Institute president Sandra Martin said the United States plans to send 200,000 tonnes of subsidized domestic sugar into the world market over the next six to nine months, some of it possibly destined for Canada.
“This is a backward step, and we are asking the government to request consultations at the WTO (World Trade Organization),” she said.
A large domestic crop in the U.S., coupled with increased imports from Mexico, means the Americans face the prospect of a large domestic sugar surplus that under law the government would have to buy and store to get it off the market and stabilize prices.
Marsden said the American government has instead decided to change the rules around what is called its “re-export credit exchange.”
Refiners have traditionally been allowed to import raw sugar for refining and then re-export on a one-to-one basis: a tonne of cane import gives the company a credit to export a tonne of refined sugar.
The U.S. now says three tonnes can be exported for every tonne imported. The other two would be from the domestic stockpile, produced with farm bill subsidies.
Meanwhile, last week Canadian sugar exporters were also being affected by the shutdown of the U.S. federal government, the result of political stalemate in Washington.
The U.S. is allowing 8,294 tonnes of global sugar imports this year, which it allots to individual countries.
Canada’s share of the quota was 28.6 percent last year, but it doesn’t know what this year’s share will be because the U.S. government em-ployees who administer the quota had been laid off due to the shutdown. The U.S. government has since reached a deal and workers have returned, but it is not known how quickly they will be able to work through the backlog and announce the quota shares.

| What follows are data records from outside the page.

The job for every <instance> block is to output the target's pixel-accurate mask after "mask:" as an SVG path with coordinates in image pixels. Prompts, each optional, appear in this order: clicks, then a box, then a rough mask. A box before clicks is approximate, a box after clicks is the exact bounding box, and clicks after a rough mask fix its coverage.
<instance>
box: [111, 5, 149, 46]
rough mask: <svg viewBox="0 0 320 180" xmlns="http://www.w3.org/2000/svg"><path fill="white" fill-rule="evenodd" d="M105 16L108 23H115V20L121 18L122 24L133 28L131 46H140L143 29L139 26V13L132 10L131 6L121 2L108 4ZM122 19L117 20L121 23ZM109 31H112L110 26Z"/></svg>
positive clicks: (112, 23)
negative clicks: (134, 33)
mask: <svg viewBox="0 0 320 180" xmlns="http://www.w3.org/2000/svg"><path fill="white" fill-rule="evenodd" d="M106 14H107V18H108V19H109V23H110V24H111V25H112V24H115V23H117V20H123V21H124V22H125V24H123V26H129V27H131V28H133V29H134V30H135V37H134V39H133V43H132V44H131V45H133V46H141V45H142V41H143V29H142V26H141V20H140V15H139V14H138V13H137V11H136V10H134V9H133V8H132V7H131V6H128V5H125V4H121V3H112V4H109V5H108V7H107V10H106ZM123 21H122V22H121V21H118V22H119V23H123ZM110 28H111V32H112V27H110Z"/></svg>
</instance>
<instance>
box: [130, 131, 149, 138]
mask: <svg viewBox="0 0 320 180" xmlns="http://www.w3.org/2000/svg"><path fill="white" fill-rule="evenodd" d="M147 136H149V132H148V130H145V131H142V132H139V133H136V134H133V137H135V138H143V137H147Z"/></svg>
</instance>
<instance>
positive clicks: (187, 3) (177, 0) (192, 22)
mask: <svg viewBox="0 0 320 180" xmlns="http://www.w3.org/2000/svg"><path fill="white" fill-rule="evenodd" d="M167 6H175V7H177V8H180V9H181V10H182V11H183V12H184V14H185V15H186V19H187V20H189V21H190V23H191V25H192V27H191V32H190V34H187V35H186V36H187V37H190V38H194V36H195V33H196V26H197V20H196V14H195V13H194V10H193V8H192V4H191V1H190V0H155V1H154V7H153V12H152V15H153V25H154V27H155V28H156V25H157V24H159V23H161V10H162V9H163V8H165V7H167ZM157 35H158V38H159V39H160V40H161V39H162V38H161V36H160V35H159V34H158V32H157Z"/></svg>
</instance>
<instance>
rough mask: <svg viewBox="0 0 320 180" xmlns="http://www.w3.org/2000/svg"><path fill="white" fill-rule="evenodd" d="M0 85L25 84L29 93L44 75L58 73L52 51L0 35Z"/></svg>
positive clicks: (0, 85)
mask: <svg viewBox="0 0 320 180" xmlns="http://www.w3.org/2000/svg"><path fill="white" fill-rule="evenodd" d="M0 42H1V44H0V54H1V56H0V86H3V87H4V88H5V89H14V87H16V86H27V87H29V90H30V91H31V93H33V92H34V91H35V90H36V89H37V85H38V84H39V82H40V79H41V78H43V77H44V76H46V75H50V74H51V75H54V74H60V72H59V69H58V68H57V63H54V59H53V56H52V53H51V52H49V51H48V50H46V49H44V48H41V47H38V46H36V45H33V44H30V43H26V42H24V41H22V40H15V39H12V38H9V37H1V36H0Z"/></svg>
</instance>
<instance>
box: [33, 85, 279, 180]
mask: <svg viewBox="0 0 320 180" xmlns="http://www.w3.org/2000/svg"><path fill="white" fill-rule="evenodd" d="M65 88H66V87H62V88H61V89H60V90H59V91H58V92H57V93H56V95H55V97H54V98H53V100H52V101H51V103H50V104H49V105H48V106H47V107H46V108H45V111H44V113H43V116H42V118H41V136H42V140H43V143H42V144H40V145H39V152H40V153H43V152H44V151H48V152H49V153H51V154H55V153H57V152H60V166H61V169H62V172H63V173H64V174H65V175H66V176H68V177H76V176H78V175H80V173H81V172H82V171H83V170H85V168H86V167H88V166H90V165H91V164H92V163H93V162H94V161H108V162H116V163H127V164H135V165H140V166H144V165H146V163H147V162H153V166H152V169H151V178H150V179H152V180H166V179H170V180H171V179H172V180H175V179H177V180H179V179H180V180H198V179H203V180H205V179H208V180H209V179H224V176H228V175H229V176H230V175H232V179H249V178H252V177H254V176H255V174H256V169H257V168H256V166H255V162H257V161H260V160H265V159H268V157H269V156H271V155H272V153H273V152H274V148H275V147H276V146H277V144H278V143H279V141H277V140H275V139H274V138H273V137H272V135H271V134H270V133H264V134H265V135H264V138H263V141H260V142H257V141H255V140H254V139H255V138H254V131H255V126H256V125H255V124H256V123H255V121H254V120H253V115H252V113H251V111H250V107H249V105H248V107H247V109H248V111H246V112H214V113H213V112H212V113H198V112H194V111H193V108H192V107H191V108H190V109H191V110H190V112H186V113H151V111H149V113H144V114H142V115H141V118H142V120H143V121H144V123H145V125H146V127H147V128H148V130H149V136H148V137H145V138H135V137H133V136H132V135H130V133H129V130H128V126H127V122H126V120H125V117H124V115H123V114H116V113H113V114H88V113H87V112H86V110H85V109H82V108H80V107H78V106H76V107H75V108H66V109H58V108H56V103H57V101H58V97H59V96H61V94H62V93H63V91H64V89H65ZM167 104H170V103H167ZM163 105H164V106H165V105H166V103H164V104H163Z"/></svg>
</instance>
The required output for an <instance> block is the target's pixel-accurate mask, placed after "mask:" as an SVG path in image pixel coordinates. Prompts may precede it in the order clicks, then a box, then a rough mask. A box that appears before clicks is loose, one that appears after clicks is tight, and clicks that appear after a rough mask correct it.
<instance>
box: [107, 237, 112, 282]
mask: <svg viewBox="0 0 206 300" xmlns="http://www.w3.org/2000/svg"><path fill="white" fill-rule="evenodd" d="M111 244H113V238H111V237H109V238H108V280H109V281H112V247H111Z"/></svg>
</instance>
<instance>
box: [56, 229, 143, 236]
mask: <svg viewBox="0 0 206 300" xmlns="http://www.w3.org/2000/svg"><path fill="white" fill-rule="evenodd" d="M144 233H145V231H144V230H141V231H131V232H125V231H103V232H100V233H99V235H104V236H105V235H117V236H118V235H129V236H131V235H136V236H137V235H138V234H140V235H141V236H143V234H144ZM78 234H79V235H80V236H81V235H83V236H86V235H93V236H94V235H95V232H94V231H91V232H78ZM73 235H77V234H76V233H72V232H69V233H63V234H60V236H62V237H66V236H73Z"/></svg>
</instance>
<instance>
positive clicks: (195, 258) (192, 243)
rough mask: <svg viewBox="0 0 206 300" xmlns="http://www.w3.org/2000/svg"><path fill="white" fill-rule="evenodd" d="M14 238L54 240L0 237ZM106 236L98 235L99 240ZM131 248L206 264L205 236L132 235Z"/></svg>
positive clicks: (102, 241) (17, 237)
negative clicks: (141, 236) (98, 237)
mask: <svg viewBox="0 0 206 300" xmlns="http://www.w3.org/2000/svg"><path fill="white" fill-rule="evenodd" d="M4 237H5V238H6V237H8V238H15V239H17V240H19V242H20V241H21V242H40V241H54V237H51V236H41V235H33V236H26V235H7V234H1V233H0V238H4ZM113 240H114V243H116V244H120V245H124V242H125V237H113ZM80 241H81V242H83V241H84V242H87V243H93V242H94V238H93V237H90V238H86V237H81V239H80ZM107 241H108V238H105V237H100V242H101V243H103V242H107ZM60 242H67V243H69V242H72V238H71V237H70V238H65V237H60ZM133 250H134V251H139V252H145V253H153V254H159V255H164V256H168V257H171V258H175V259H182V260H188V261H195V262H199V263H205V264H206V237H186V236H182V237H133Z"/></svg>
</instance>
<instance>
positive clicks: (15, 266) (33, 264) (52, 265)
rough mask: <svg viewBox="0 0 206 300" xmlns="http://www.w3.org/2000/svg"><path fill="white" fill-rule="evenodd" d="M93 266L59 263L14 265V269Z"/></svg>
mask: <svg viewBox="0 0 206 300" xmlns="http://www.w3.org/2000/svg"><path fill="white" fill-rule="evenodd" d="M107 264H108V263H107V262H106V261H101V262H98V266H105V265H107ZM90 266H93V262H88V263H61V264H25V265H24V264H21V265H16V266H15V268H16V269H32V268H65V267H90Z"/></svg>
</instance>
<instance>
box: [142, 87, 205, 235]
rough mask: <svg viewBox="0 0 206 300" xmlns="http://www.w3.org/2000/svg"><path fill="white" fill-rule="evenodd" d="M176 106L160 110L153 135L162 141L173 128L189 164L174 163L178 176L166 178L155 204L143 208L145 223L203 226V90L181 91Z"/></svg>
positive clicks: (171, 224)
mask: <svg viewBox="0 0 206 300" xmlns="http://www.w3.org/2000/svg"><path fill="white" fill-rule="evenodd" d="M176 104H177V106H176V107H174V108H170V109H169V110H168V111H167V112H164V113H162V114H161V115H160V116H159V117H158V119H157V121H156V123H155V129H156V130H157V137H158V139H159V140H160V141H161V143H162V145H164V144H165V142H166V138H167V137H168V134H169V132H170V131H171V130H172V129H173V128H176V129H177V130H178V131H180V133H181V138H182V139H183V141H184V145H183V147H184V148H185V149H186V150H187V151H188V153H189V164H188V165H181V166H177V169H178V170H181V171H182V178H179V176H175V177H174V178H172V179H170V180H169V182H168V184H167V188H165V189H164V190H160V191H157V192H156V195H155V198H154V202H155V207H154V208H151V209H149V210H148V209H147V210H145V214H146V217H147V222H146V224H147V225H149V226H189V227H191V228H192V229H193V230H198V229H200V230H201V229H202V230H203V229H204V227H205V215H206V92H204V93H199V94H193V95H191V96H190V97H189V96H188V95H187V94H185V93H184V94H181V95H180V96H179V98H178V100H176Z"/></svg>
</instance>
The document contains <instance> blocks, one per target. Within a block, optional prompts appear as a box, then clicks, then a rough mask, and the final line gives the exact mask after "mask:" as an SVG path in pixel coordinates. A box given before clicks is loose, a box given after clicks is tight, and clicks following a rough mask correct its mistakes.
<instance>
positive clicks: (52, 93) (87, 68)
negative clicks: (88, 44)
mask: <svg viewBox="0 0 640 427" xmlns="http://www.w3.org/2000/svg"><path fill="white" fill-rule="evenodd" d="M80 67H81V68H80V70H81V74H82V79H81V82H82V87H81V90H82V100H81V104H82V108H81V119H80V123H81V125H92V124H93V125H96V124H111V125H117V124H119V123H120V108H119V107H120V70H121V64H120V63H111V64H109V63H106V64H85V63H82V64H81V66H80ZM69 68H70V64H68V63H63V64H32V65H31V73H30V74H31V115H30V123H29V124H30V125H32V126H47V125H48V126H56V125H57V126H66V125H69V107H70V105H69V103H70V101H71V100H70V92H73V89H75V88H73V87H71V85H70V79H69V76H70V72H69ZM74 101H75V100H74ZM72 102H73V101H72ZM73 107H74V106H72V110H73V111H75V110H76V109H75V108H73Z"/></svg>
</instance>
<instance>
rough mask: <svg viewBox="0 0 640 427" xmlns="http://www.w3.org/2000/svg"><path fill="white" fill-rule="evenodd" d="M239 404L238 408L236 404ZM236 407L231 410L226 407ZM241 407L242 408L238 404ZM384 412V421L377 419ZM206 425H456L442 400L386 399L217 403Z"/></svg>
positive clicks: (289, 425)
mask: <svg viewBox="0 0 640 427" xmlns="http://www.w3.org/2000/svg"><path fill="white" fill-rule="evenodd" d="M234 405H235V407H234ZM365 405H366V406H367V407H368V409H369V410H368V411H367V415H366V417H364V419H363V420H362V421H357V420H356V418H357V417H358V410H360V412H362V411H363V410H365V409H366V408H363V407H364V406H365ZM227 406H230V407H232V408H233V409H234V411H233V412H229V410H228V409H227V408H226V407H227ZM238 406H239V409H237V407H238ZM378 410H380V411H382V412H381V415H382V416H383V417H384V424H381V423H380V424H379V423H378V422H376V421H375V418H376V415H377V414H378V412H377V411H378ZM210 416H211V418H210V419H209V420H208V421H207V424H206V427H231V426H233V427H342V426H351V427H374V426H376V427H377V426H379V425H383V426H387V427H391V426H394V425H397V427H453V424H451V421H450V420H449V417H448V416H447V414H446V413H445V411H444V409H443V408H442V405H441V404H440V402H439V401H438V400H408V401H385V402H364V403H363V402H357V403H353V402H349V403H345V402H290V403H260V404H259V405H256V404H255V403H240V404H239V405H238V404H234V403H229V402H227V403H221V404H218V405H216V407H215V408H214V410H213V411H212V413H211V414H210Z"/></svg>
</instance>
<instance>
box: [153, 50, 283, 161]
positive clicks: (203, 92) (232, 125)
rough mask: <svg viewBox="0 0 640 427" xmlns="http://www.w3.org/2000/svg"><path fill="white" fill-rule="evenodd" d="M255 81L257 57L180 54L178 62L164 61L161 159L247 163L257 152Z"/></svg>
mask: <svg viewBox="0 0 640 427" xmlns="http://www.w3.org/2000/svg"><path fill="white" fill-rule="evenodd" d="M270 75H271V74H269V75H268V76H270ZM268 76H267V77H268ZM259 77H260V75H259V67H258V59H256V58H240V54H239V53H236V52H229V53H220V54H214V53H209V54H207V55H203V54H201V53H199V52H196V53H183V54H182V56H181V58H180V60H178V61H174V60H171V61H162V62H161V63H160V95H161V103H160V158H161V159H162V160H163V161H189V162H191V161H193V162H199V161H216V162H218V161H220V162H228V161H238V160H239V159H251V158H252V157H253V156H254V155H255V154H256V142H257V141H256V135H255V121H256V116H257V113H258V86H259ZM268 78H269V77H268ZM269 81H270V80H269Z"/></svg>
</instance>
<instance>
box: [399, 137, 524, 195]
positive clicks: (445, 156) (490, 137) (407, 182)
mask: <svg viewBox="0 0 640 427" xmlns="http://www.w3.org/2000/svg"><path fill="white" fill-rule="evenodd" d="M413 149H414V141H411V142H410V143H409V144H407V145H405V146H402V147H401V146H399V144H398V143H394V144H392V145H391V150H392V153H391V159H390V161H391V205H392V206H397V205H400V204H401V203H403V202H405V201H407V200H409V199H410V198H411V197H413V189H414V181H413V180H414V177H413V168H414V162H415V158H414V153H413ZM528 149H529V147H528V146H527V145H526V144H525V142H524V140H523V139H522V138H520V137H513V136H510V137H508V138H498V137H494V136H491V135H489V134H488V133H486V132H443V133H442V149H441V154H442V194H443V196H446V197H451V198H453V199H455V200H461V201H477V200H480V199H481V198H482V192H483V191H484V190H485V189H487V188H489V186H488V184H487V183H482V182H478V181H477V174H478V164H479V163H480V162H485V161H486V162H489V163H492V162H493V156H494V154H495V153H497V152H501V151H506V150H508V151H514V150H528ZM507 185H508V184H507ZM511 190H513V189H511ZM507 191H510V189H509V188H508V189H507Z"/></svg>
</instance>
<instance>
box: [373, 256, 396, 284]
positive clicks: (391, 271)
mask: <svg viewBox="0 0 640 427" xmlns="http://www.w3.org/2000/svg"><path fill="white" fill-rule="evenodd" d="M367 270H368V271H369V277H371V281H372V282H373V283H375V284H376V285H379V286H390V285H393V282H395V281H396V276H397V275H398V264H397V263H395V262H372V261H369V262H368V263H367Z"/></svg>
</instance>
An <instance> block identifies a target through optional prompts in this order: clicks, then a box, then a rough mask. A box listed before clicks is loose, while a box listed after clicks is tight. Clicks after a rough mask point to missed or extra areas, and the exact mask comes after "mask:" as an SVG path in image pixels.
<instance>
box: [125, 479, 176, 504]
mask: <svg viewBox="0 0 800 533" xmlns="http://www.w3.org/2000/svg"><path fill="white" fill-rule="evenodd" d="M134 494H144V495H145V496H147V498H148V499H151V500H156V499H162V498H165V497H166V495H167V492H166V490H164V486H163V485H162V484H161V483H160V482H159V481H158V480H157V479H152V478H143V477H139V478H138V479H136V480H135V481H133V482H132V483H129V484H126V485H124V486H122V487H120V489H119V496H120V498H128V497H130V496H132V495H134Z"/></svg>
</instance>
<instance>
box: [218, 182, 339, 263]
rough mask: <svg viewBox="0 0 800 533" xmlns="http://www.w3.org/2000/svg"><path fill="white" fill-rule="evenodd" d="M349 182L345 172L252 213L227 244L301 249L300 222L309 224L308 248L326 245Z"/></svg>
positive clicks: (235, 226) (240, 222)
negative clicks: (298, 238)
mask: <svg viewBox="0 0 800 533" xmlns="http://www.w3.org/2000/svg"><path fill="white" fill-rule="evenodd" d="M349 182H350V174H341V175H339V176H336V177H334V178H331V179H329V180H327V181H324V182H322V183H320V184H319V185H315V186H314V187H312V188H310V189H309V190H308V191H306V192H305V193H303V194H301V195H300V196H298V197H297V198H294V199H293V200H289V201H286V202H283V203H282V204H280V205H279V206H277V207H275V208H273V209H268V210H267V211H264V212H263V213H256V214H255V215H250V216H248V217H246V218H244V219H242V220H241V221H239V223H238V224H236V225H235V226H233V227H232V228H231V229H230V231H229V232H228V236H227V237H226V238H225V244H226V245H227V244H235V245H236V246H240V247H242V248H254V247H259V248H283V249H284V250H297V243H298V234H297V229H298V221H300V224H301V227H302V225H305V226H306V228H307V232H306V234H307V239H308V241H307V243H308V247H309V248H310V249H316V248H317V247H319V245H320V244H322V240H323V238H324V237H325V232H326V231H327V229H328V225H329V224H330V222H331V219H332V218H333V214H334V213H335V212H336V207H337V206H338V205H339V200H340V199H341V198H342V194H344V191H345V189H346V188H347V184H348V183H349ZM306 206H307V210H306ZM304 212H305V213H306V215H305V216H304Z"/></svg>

A 12,050 quota for beet sugar is not affected.
Kathleen Sullivan, executive director of the Canadian Agri-food Trade Alliance, said Oct. 11 that agricultural exporters with unfettered access to the U.S. market have not been affected.
“In general, for those products that are traded freely between Canada and the U.S., the shutdown appears up to now to have had no significant impact on the administration, clearance and transportation of shipments to the U.S.,” she said in an email.
“This is not the case for products that are still subject to quotas and rely on quota administration, most notably sugar.”